| 7 |

6.9K 718 20
                                    

Bulan mengaduk teh hangat yang baru saja ia buat dengan perlahan, membuat Venus yang duduk di hadapannya memperhatikan kegiatan kecil yang Bulan lakukan.

Bulan sendirian dirumah yang terbilang cukup besar sampai kedua orang tuanya pulang dari kantornya larut malam. Dan dulu, saat Bulan dan Venus masih bersama, laki-laki itu akan tinggal hingga salah satu dari orang tua Bulan pulang.

Dan sepertinya, hari ini Venus akan melakukan hal yang dulu pernah ia lakukan. Venus tidak ingin meninggalkan Bulan sendirian--lagi.

"Minum, Ven." Bulan mendorong cangkir berisikan teh hangat yang baru saja ia buat untuk mereka berdua.

Venus mengambil cangkir dan mengangkatnya hingga sejajar dengan wajahnya. Laki-laki itu memejamkan kedua matanya ketika asap hangat menerpa wajahnya. Salah satu kebiasaan Venus jika meminum minuman hangat, dan Bulan sudah tidak merasa asing dengan kebiasaan tersebut.

"Tadi, kenapa lo bisa sampe masuk ke gudang tua itu?" Bulan mencoba membuka obrolan ketika menyadari kalau tak ada tanda-tanda Venus akan memulai pembicaraan.

"Oh itu, dikejar Bu Ratih," jawab Venus dengan tawa pelan kemudian meminum teh hangatnya perlahan seakan-akan teh hangat yang ia minum sekarang ini adalah teh terakhir yang ia minum.

Bulan memiringkan kepalanya, kedua matanya memandang Venus lurus. "Dikejar kenapa?"

Venus menggoyang-goyangkan kakinya, mengisyaratkan Bulan untuk melihat bagian kaki Venus. "Celana gue kecil," jawab Venus dengan cengiran lebar di wajahnya.

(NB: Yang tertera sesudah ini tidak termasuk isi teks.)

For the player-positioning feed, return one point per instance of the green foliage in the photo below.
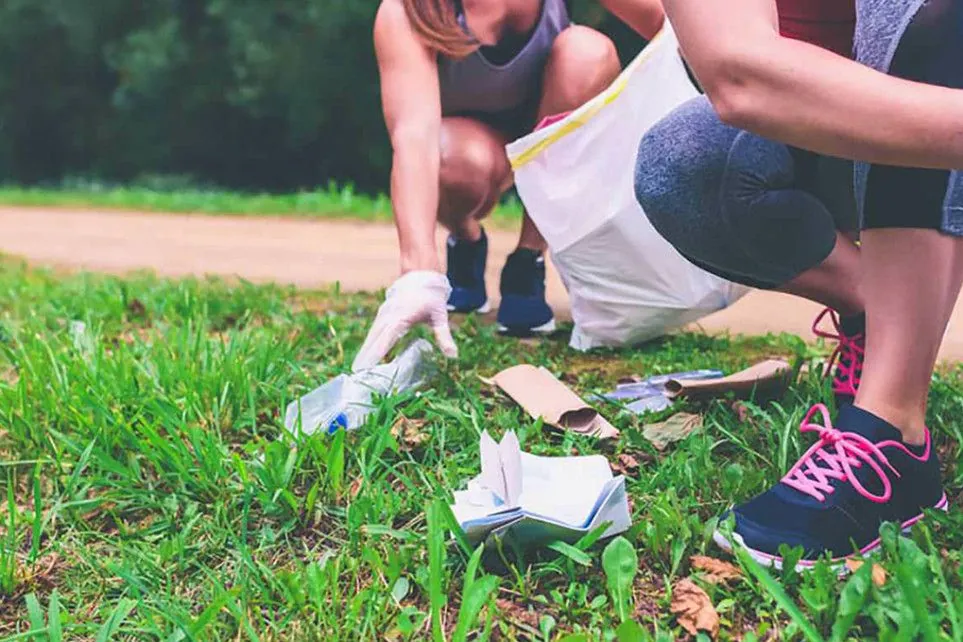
(245, 94)
(149, 492)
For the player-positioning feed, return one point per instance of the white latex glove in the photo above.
(417, 297)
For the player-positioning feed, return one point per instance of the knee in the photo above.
(582, 63)
(471, 165)
(678, 175)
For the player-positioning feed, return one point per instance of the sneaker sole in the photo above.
(767, 560)
(485, 308)
(545, 328)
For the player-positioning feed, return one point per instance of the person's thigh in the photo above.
(474, 168)
(920, 41)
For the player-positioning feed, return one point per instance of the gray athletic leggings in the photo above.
(745, 208)
(759, 212)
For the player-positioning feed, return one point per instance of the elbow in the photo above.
(734, 104)
(412, 137)
(735, 85)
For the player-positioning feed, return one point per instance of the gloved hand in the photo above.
(417, 297)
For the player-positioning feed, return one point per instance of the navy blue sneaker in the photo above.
(850, 336)
(523, 310)
(466, 274)
(834, 500)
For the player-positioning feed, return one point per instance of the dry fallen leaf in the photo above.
(694, 609)
(879, 573)
(409, 432)
(715, 571)
(675, 428)
(355, 488)
(517, 613)
(741, 410)
(626, 465)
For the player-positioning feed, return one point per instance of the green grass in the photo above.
(332, 202)
(148, 492)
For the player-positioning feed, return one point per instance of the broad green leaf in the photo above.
(576, 555)
(620, 564)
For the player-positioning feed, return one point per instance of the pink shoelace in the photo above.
(847, 357)
(835, 456)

Bulan tersenyum cukup lebar saat itu setelah mendengar jawaban dari Venus. Laki-laki di hadapannya melihat senyum manis Bulan, ia menikmati kesempatan emasnya dengan sebaik mungkin, karena mustahil baginya lagi untuk membuat Bulan tersenyum seperti itu dengan Venus sebagai alasan di baliknya.

"Dan lo sendiri tadi kenapa bisa ada di gudang tua itu sendirian?" tanya Venus ketika menyadari kalau Bulan tak akan bertanya lagi padanya. Venus tak ingin kesempatan ngobrol berdua dengan gadisnya berakhir begitu saja seperti ini.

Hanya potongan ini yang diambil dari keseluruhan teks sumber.